If Sidra hadn’t been shrewd enough to let her guards drink first, Adaira would have lost both Sidra and Jack in one unexpected blow.
“Who poisoned their cups?” Innes asked again, stalking the table.
The thanes refused to look at her as she passed.
“We will remain here all night, and all of the next day, and the next, and so forth until one of you confesses to this crime,” Innes added.
“You cannot keep us here,” Rab muttered.
Innes halted. “What was that? Speak up and look at the one you address.”
Rab dared to lift his eyes, meeting her steel-sharp gaze. His face was flushed, his expression sullen. “I said you cannot keep us here, Laird. It was only a little poisoning, and no one has died.”
“The portcullis has been lowered and a storm is raging,” Innes replied. “You have nowhere to go.”
“What he means, Laird,” Griselda, his mother, was swift to say, with a nervous flip of her bejeweled hand, “is that it might not be one of us who committed this heinous deed. Perhaps one of your servants did it. I did hear there was gossip in the kitchens amongst some of your cooks.”
Innes set her jaw. But she turned to David and said, “Will you bring all the servants in from the kitchen?”
David nodded and left the hall for the second time that night. The guards barring the kitchen door permitted him to depart, and the minutes passed, silent and uneasy.
Adaira felt Jack’s gaze. She glanced at him to meet it, and their thoughts were mirrors, reflecting the other.
What does Innes plan to do?
I don’t know.
The uncertainty felt like a heavy cloak weighing Adaira down.
Soon the servants had arrived from the kitchen. They stood in a line, brows creased in confusion as they glanced at the untouched food, the thanes sitting with rigid postures, Innes standing like a statue.
“The two Tamerlaine cups were poisoned tonight,” she said. “Can any of you shed light on who committed this crime?”
The servants were quiet, afraid to speak. But then one of them, a young woman with braided red hair and flour dusted on her apron, lifted her hand.
“I was ordered to do it, Laird,” she confessed. “I didn’t want to, but I had no choice.”
“And who gave you this order?”
The woman looked to the table.
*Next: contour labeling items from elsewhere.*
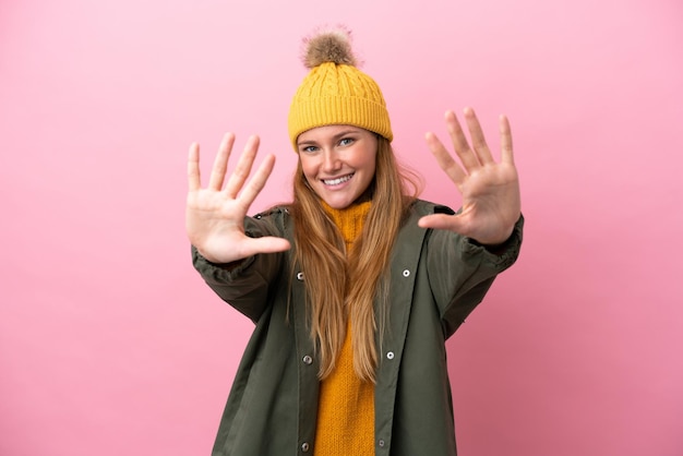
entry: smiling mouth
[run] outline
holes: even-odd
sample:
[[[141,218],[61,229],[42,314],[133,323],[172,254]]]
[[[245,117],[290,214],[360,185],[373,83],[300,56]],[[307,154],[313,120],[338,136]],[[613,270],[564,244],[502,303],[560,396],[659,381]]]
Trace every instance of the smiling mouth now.
[[[325,185],[338,185],[340,183],[349,181],[352,177],[354,175],[351,173],[336,179],[323,179],[323,183]]]

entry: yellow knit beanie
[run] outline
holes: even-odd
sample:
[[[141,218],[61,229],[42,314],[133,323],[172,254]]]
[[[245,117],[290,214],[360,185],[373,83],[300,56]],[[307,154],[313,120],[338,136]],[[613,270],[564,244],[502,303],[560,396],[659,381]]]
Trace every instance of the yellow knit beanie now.
[[[303,41],[310,70],[289,108],[289,139],[297,151],[301,133],[316,127],[355,125],[392,141],[392,125],[380,86],[360,71],[344,28],[319,32]]]

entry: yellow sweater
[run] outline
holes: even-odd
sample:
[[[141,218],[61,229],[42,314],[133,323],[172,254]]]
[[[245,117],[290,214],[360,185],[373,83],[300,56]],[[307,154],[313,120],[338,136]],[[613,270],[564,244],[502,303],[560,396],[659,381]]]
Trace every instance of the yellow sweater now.
[[[348,252],[362,230],[370,202],[342,211],[324,206],[342,231]],[[314,456],[374,454],[374,385],[356,375],[351,331],[349,319],[335,369],[321,382]]]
She pointed and said, “Rab Pierce did.”
Adaira shouldn’t have been surprised. But there was a roar in her ears, a stutter in her pulse, as she looked at Rab. She wondered if she had partly brought this on herself, given the puckered scar that now marked his face and the way she had chased him down like quarry. How she had made him drink her Aethyn dose.
He was giving it back to her now, threatening two people she loved most.
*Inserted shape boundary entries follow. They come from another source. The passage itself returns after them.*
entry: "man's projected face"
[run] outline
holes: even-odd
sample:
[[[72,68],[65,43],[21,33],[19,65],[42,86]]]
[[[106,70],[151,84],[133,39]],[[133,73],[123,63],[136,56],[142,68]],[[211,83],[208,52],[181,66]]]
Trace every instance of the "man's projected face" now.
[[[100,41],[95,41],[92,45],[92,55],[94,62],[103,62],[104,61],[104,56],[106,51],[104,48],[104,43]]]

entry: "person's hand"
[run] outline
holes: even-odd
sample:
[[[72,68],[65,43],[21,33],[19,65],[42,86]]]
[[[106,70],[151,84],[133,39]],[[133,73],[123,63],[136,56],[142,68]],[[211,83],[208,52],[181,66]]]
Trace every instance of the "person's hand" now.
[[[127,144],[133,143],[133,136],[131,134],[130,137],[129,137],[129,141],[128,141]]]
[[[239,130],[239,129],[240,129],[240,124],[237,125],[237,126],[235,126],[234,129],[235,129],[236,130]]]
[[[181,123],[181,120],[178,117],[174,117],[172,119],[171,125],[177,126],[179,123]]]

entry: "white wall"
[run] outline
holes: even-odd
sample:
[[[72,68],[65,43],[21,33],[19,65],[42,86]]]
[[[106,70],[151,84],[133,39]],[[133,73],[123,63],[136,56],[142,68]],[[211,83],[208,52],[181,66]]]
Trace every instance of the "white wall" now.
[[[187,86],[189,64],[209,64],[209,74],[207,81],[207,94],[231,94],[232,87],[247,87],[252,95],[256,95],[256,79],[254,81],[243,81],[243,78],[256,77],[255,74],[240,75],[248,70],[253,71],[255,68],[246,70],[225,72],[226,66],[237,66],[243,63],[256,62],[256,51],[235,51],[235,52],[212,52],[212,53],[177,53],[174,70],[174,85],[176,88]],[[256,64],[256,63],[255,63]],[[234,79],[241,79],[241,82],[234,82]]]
Rab shot to his feet, but his face was blanched. “Liar!” he shouted at the woman. “I’ve never seen you before, and I would never give you such an order.”
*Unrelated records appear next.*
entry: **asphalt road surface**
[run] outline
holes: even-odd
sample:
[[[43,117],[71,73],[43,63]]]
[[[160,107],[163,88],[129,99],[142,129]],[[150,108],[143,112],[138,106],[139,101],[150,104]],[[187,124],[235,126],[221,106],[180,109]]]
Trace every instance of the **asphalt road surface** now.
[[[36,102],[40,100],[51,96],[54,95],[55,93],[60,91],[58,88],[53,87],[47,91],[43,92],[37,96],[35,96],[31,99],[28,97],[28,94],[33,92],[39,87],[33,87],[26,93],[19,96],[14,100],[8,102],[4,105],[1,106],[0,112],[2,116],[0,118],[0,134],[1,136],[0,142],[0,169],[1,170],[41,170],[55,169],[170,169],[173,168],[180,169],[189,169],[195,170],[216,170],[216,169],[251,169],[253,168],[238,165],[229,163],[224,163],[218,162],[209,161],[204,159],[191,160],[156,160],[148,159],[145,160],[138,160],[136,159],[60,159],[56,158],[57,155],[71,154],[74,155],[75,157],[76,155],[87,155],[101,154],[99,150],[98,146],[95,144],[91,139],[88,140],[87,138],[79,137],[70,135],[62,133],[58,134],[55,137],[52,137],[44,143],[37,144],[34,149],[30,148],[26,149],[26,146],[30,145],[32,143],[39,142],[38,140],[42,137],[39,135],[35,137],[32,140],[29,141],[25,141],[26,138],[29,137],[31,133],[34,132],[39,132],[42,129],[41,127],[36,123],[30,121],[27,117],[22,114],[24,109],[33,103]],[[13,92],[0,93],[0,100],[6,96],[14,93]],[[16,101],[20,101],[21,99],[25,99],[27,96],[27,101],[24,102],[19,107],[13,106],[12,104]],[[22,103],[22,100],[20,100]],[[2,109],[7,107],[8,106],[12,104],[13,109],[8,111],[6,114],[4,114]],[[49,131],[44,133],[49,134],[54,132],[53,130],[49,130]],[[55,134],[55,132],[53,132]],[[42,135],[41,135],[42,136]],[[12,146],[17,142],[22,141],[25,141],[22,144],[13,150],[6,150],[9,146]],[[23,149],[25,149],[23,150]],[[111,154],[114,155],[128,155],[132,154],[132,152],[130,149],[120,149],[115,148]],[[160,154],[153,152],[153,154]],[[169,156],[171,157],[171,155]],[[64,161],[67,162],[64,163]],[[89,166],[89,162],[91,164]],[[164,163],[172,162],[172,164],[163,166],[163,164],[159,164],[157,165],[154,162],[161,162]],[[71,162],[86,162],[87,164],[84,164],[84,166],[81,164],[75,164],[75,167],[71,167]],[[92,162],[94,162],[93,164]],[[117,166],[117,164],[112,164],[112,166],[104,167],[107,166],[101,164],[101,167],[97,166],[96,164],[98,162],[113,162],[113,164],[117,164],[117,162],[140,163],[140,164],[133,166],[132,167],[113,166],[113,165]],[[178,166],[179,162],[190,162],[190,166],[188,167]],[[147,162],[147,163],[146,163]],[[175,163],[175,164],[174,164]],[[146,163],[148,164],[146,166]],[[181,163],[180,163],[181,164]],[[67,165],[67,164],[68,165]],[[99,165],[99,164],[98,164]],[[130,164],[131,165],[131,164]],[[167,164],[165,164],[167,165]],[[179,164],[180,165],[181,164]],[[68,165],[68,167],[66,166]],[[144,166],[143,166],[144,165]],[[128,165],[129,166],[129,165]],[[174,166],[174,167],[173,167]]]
“You didn’t say that last night when you were in my bed talking about how much you hate Cora,” the woman replied calmly. “Or when you set the poison in my hands. When you told me all the ways you’d hurt me if I didn’t do as you said and keep my mouth shut about it.”
Rab continued to protest, but the more he countered her the guiltier he looked. His mother was quick to rise, trying to soothe and calm him.
“I’m sure this is just a lovers’ quarrel,” Griselda said with a nervous smile. “Sit down, Rab. There’s no need to shout.”
Innes had seen enough. Her lips were pressed into a firm line, her eyes blazing with anger. She turned to one of the guards at the door. “Bring in the chopping block. Bind their hands and ankles.”
Shocked, Griselda cried, “Laird! You would take the word of this servant over us?”
“I would and I do,” Innes said. “Now kneel.”